Lydia berdiri menatap langit yang terasa lebih luas dan kosong seperti yang ia rasakan saat
ini.

Mereka berjanji untuk selalu berhubungan, meskipun berpisah. Mereka tahu bahwa
persahabatan mereka tidak akan pernah pudar, karena mereka saling mengerti dan
mendukung. Mereka adalah sahabat bahagia.

Di sekolah baru, Olivia mencoba untuk beradaptasi dengan lingkungan yang baru. Wajah-
wajah yang asing mengelilinginya, tetapi bayangan Lydia selalu membayangi pikirannya.
Setiap langkah yang diambilnya membawanya pada pertanyaan tentang apa yang sedang
terjadi di kota kecil itu, dan bagaimana Lydia sedang menghadapi hari-haranya tanpanya.

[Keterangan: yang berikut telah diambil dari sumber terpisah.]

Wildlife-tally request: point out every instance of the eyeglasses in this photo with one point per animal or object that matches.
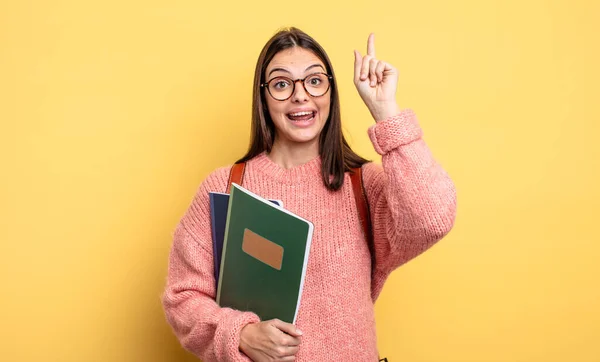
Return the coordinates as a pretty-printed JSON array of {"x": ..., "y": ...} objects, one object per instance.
[{"x": 282, "y": 88}]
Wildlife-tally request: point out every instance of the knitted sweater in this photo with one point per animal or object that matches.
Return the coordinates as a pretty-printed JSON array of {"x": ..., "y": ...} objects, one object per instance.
[{"x": 412, "y": 203}]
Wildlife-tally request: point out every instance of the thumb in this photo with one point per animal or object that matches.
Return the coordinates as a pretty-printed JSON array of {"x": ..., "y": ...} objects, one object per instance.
[
  {"x": 357, "y": 66},
  {"x": 286, "y": 328}
]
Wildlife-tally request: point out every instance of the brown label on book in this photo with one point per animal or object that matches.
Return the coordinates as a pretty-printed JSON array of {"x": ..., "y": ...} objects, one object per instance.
[{"x": 262, "y": 249}]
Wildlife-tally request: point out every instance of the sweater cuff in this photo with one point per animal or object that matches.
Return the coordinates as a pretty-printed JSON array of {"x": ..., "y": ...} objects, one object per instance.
[
  {"x": 395, "y": 131},
  {"x": 227, "y": 335}
]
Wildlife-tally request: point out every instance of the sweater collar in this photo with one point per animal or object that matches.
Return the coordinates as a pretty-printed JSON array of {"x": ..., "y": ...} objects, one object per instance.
[{"x": 311, "y": 169}]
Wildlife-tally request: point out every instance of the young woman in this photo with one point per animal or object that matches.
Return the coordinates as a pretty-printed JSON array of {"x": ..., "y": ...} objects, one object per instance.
[{"x": 299, "y": 155}]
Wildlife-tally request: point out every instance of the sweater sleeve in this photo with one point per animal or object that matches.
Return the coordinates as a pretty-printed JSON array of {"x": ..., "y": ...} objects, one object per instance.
[
  {"x": 412, "y": 199},
  {"x": 210, "y": 332}
]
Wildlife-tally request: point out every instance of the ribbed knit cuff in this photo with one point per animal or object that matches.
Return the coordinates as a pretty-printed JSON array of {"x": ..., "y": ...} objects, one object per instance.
[
  {"x": 395, "y": 131},
  {"x": 227, "y": 335}
]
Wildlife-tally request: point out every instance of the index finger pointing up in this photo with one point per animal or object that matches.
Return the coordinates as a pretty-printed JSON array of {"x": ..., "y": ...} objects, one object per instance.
[{"x": 371, "y": 45}]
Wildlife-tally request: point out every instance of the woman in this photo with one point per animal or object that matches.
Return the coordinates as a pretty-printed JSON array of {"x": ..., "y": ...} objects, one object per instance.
[{"x": 299, "y": 155}]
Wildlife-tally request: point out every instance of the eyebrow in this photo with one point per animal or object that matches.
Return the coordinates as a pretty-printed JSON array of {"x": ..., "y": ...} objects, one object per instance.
[{"x": 287, "y": 71}]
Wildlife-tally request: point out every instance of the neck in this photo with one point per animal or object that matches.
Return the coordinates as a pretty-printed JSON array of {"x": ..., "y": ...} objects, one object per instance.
[{"x": 288, "y": 155}]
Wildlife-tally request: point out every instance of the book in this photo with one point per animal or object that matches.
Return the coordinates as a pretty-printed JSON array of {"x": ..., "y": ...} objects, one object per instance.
[
  {"x": 219, "y": 204},
  {"x": 265, "y": 254}
]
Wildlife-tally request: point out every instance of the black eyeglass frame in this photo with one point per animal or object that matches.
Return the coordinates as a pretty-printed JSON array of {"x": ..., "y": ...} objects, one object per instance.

Lydia, di sisi lain, mencoba menyusun kehidupan tanpa Olivia. Tawa dan keceriaan yang dulu
selalu mereka bagi kini menjadi kenangan yang dikenang dengan hangat. Namun, Lydia
menemukan kekuatan baru dalam dirinya untuk menjalani hidup, dan neneknya yang telah
tiada menjadi sumber inspirasi.

Walaupun jarak memisahkan mereka, persahabatan Olivia dan Lydia tetap hidup dalam
suratan takdir masing-masing. Mereka terus saling mengirim surat dan berbagi cerita
melalui teknologi modern yang menghubungkan mereka. Meskipun terpisah oleh ruang dan
waktu, mereka belajar bahwa cinta dan persahabatan mampu melewati batas-batas itu.
Cerita tentang Olivia dan Lydia menjadi kisah tentang perpisahan, kekuatan persahabatan,
dan keteguhan di saat-saat sulit. Kehidupan terus berlanjut, tetapi kenangan akan dua
sahabat bahagia ini akan selalu bersinar dalam hati mereka, menjaga api persahabatan yang
tak tergoyahkan. Meskipun keduanya mengarungi lautan waktu dan ruang yang berbeda,
satu hal yang pasti, persahabatan mereka akan terus berkembang, menghiasi lembaran
hidup masing-masing dengan warna yang indah.